Una dictadura es un estado en el que todos temen a uno y uno a todos
Alberto Moravia (1907-1990) Escritor italiano
Un clásico, penoso clásico de la política mexicana, lo dictó Carlos Salinas de Gortari: “ni los veo ni los oigo”: se lo dijo a un reportero en las postrimerías de su gobierno, cuando le inquirió sobre su postura luego de que minutos antes diputados opositores, perredistas para ser más exactos, le abuchearan durante su Informe de Gobierno.
Y del literal “ni los veo ni los oigo” salinista, al ni los veo ni los oigo virtual, pero igual de real, de Andrés Manuel López Obrador, no hay mucha distancia.
Aquel se refería a diputados opositores, a sus improperios, a ofensas verbales, a críticas severas, seguro bien ganadas las más; hoy, el presidente ni ve ni oye a las mujeres mexicanas, ni ve ni oye los reclamos por inseguridad, ni ve ni oye la falta de medicamentos en los hospitales, ni ve ni oye el creciente desempleo, ni ve ni oye la corrupción en la 4T. López Obrador ni ve ni oye nada.

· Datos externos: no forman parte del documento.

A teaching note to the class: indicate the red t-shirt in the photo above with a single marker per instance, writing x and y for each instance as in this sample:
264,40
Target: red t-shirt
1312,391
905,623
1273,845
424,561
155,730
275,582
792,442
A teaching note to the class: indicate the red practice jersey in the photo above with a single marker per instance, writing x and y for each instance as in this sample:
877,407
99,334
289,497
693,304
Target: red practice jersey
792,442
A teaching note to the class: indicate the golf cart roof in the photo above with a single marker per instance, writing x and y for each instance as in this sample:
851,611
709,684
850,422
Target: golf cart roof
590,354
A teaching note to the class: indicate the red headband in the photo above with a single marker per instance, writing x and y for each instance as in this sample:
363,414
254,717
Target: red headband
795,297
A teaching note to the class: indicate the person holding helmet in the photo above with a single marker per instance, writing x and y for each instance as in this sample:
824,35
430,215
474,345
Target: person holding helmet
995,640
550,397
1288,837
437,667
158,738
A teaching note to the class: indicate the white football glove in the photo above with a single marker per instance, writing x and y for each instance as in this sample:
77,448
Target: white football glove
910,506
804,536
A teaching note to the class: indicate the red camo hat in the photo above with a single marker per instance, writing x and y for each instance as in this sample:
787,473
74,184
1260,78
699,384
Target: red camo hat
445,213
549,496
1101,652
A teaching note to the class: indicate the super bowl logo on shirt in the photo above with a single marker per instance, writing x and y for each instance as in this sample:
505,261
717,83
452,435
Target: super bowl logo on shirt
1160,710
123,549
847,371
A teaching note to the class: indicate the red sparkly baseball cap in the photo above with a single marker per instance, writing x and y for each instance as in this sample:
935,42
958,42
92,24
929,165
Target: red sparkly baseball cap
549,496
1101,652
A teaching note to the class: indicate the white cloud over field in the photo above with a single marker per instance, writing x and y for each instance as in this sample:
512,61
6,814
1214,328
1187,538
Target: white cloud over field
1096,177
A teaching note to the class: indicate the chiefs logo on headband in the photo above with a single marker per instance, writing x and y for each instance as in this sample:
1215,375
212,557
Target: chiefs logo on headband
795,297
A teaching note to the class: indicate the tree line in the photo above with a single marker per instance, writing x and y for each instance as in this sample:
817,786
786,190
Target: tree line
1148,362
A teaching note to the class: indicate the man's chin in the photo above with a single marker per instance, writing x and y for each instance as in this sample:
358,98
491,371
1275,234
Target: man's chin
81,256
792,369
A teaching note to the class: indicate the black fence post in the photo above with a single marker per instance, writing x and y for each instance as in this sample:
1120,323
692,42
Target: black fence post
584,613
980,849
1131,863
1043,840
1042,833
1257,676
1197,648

Paradojas de la política: su villano favorito histórico, Salinas -aunque recientemente lo haya suplido por Felipe Calderón por estrategia política-, acuñó una frase que hoy le acomoda como anillo al dedo.
Es, en mucho, la clave, o al menos parte fundamental de ella, para entender la debacle que ya envuelve al presidente, apenas a quince meses de iniciado su mandato; un gobernante que ha basado su labor en la improvisación, las corazonadas y la soberbia, que se ha encerrado en su caparazón y ha dado la espalda a todo el que él considere su adversario, que no ve ni oye a nadie fuera de su feligresía, y a veces ni a ésta. Un gobernante así, no puede esperar otro desenlace.
La lógica dice que el presiente tendría tiempo de recomponer, de comenzar a ver y a oír; la cuestión no es esa, sino en todo caso si tendrá la voluntad para acudir al oftalmólogo y al otorrinolaringologo. Veremos.